Yirminci yüzyıl on dokuzuncu yüzyılın değerlerini nasıl tükettiyse, iktidarlar ile yerel yönetimler de siyasetin üstün çabaları(!) ve rantın vahşi cazibesi uğruna Amasya’nın tarihsel dokusunu yerle bir etti.
Gerekçeleri çok basitti: Hızlı göçler sonucu artan nüfus artışı, dolayısıyla da imara açılan kadim mahalleler.
Ve ortaya çıkan çirkin manzara.
Tabii bu saatten sonra yazıp çizmenin, eleştirmenin kimseye bir faydası olmayacak, ayrıca geriye dönüşün de mümkün olmadığını bilerek yine de duygu ve düşüncelerimi tarihe not düşmek adına yazıyorum.
Şöyle ki başta doğup büyüdüğüm mahallem Gümüşlü olmak üzere Yakutiye, Mahmet Paşa ile Prinççi yok artık.
Yalnızca geçmişin ruhunu taşıyan Hatuniye ile bir kuple Sofular nostaljik değerini koruyan lokasyonlar olarak varlığını sürdürüyor.
Kafi mi?
Ne yapacaksınız: İçimiz yana yana “Yetmez ama EVET” deyip zaman tünelinde ilerliyoruz.
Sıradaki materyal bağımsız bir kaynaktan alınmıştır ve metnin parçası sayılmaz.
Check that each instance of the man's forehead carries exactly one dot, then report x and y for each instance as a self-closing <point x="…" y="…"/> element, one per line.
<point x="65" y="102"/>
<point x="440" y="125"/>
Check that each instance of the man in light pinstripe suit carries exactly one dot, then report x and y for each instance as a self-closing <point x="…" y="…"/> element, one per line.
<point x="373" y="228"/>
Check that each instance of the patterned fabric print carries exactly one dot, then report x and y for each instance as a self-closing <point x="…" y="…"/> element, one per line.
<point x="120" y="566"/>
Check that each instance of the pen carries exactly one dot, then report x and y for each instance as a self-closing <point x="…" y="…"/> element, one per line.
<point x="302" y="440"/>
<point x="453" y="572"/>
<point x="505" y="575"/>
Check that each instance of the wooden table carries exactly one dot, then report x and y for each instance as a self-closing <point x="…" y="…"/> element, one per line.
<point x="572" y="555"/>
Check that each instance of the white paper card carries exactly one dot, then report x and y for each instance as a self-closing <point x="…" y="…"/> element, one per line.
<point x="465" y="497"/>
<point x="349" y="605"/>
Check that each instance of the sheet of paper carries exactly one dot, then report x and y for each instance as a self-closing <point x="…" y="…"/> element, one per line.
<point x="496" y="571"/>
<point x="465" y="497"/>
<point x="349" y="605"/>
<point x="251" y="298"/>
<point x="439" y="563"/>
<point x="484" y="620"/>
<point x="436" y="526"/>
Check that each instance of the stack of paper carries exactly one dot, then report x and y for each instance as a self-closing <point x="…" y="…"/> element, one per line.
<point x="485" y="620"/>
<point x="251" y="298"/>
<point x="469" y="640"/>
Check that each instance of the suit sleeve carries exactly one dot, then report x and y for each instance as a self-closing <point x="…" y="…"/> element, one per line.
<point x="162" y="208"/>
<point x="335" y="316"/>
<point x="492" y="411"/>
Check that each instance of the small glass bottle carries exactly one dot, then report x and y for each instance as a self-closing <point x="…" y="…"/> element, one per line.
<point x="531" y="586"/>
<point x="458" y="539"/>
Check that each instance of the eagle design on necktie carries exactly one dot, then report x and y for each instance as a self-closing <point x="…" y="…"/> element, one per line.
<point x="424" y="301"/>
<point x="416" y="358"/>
Yine de elde kalan bakiye fena değil.
Beş on cami ile türbeler, medreseler, mahalleler derken 8500 yıllık müstesna şehir hâlâ mücevher özelliğini koruyor.
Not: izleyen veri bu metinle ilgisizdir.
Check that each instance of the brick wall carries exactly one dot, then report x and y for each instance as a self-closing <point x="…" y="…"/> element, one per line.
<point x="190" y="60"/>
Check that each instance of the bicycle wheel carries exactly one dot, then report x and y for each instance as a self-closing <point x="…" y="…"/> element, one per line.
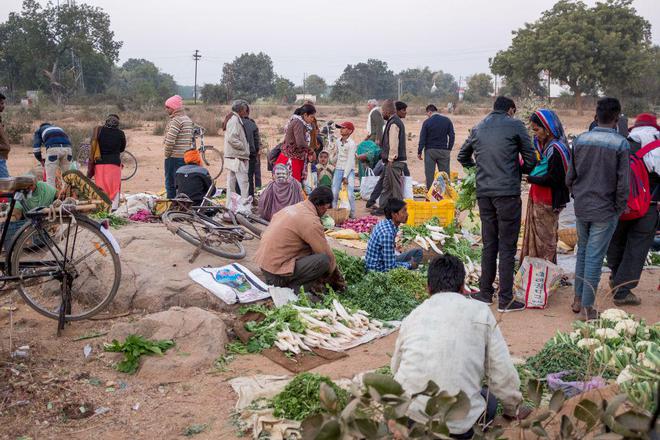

Yani Yeşilırmak vadisi yine bölgenin çekim merkezi,
kalesiyle, kaya mezarlarıyla Amasya turizmin göz bebeği illerin başında geliyor.
Lâkin vizyoner bakış açısına ihtiyaç var.
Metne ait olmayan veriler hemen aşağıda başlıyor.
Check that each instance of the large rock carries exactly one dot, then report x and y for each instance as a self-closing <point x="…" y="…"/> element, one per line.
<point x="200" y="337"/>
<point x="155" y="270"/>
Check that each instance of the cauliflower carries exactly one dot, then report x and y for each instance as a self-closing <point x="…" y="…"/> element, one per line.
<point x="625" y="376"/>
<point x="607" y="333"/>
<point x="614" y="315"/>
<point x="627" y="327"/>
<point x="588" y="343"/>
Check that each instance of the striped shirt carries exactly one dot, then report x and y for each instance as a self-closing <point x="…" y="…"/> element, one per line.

Kentin asırlık parkını işgal edip Hilton’a peşkeş çekmek akıl kârı işler değil.
Ayrıca kente bir fayda da sağlamaz.
Çünkü çağımızın turizm anlayışına göre tarih yeşille buluştuğu zaman bir anlam taşıyor.
Bir de şehrin tam orta yerine (Selağzı) TELEKOM binası
dikmek marifet değil, olsa olsa görgüsüzlüktür.
Tabii tüm bu ve buna benzer mimari dokuda estetik kaygılar aramak kösenin sakalının çıkmasını beklemektir.
Çünkü çevrecilerin, mimarların sözünün geçtiği Kent Konseyi yok.
Gelecek sadece rantçı düşüncenin arzuları doğrultusunda plânlanıyor.
Bu da güzelim kentin yaşam alanlarını daralttığı gibi,
gelecek nesillere miras olarak betonla donanmış koskoca bir köy bırakılmasının yolunu açacaktır.
Evet, gerçek kentlilerin, Amasyalılık ruhunu içselleştirmiş dostlarımızın durumdan ne kadar üzüntü aldıklarını hissedebiliyorum.
Ancak sesleri pek çıkmıyor, çıksa da duyulmuyor.
Daha doğrusu rantçı müteahhitlerin, bezirgan siyasetçilerin gölgesinde kalıyor.
Ve ülkemiz gibi “Büyüklere masallar” teranesiyle ömrümüz geçip gidiyor.
Son söz olarak da genç başkan Turgay beye sesleneceğim.
Çorba dağıtmakla bir yere varamazsın sayın başkan.
Eğer kalıcı olarak hizmet etmek istiyorsan İstasyon’dan Hacılar Meydanı’ından Ayvasıl’a Tatarlar’a kadar tramvay yolunu döşe, bak o zaman itibara…
Adınız anında efsane Başkan’a çıkıp “Asfalt Naci”yi de sollarsınız ve Tramvay Sevindik diye anılıp tarihe geçersiniz.
Okey mi genç arkadaşım, lütfen önerimi kulak arkası etme.
Seni seviyoruz, kalbi muhabbetle de gözlerinden öperim.